Sanık savunmalarına ve bazı tanık beyanlarına göre itiraz kapsamında yer alan sanıklardan bölük komutanları Yüzbaşı … ve Yüzbaşı … birliğin Ankara’ya götürüleceğine ilişkin aldıkları bu yeni haberle şaşkına dönmüşlerdir. Anayasayı ihlal suçundan hakkında kurulan hüküm kesinleşen ve itiraz kapsamında bulunmayan sanık Yüzbaşı …, sanık Yüzbaşı …’ın yanına gelerek ağlamaklı bir sesle ”Bunlar bizi neye alet ediyorlar?” diye sorduğunu beyan etmiştir. Özellikle ilerleyen zaman diliminde Ege Ordu Komutanlığının da faaliyetten haberi bulunmadığını öğrenen sanık Yüzbaşı …’nın ise şaşkınlık içinde olduğu ve astlarının sorularına cevap veremediği ifade edilmektedir. İtiraz kapsamında yer alan sanıklar savunmalarında tıpkı haklarında dava açılmayan birliğin uzman çavuş personelleri ve yargılama sonunda haklarında verilen beraat hükümlerinin kesinleştiği asteğmenleri ile tüm erbaş ve erleri gibi eğitim planı adı altında kandırıldıklarını olayın bu aşamasında anladıklarını beyan etmektedir.
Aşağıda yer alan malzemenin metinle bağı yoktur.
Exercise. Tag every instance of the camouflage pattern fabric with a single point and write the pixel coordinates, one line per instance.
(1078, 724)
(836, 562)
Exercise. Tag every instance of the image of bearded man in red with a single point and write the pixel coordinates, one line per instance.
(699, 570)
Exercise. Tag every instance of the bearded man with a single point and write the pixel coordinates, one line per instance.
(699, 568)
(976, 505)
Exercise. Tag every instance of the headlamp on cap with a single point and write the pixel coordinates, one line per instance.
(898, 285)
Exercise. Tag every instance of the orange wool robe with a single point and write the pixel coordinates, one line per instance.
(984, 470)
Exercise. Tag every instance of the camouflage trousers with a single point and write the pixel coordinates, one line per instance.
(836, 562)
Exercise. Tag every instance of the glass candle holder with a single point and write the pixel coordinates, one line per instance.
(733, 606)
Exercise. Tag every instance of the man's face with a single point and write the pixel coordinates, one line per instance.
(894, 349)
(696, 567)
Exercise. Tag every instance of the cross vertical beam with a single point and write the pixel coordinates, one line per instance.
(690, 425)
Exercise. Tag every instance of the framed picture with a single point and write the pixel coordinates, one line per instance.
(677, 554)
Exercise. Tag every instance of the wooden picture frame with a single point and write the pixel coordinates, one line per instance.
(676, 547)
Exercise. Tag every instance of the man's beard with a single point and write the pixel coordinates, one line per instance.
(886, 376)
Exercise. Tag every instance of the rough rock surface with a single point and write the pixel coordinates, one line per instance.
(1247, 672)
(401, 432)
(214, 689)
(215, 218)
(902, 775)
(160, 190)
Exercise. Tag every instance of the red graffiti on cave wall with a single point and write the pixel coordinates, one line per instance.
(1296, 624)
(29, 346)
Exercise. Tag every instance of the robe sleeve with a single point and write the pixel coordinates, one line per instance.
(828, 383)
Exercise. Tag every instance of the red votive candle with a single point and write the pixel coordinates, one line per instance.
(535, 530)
Kurmay Yarbay … ve Albay … diğer darbecilerle yaptıkları görüşmelerde uçakların aydınlatılamayan bir piste inemeyeceğini öğrenmişlerdir. Havaalanında elektrikler kesiktir ve uçuş kulesi kapatılarak tahliye edilmiştir. Birliği Ankara’ya götürmek için gelen uçaklar havada tur atmaktadır ve yakıtları sınırlı olduğundan bir an önce inmeleri gerekmektedir. Kurmay Yarbay … birliğin Söke’den gelen bölük komutanlarından Üsteğmen.. Teğmen…., Asteğmen….Uzman Çavuş … ….ve askerlerle birlikte uçuş kulesi zannederek meteoroloji kulesine gitmiş, jenaratörün yerini arayan gruptan Teğmen…. görevlileri silahının kurma kolunu çekip bırakarak korkutmaya çalışmış, Uzman Çavuş ….. Kurmay Yarbay …’den aldığı emirle kulenin kapısını kırmış ancak darbeciler üssü bilmedikleri için üssün jenaratörünü bulamamış, süreç uzadıkça panikleri artmıştır. Bu arada havaalanına gelen Çardak kaymakamı ile Kurmay Yarbay … arasında tartışma yaşanmıştır. Başçavuş … ise üssün içinde saklanmaktadır. Albay … araçların farları ile pistin aydınlatılmasını denemek istemiş, sanık Yüzbaşı … aldığı emre karşı “Emredersiniz, şoförler uyuyor!” gibi bahaneler üretmiş ve araçlarla pistin aydınlatılmasına yönelik girişime katılmamıştır. Beyanlara göre Albay … da bu hususta ısrarcı olmamıştır, çünkü bu uzunluktaki pistin araç farlarıyla aydınlatılması mümkün görülmemiştir. Aydınlatılamayan üsse inemeyen uçakların geri dönmesi üzerine, darbeciler uçakların sabah hava aydınlandığında piste inebileceğini düşünmüştür ama giden uçaklar geri dönemeyecektir. Bu aşamadan sonra saat 04.00 sıralarında darbeciler tarafından birliğe istirahat emri verilmiştir. Birlik saat 04.00-06.00 arası istirahat etmiştir. Bu arada sivil görevlilerce pist sivil araçlarla kapatılmış, üste bulunan yakıt tankından yaklaşık 11 ton yakıt inecek olan uçaklara doldurulmaması amacıyla üs personeli tarafından toprağa boşaltılmış, darbecilerin araçlarla kaçmaması için de sivil görevliler tarafından havaalanının girişine tanker çekilmiştir.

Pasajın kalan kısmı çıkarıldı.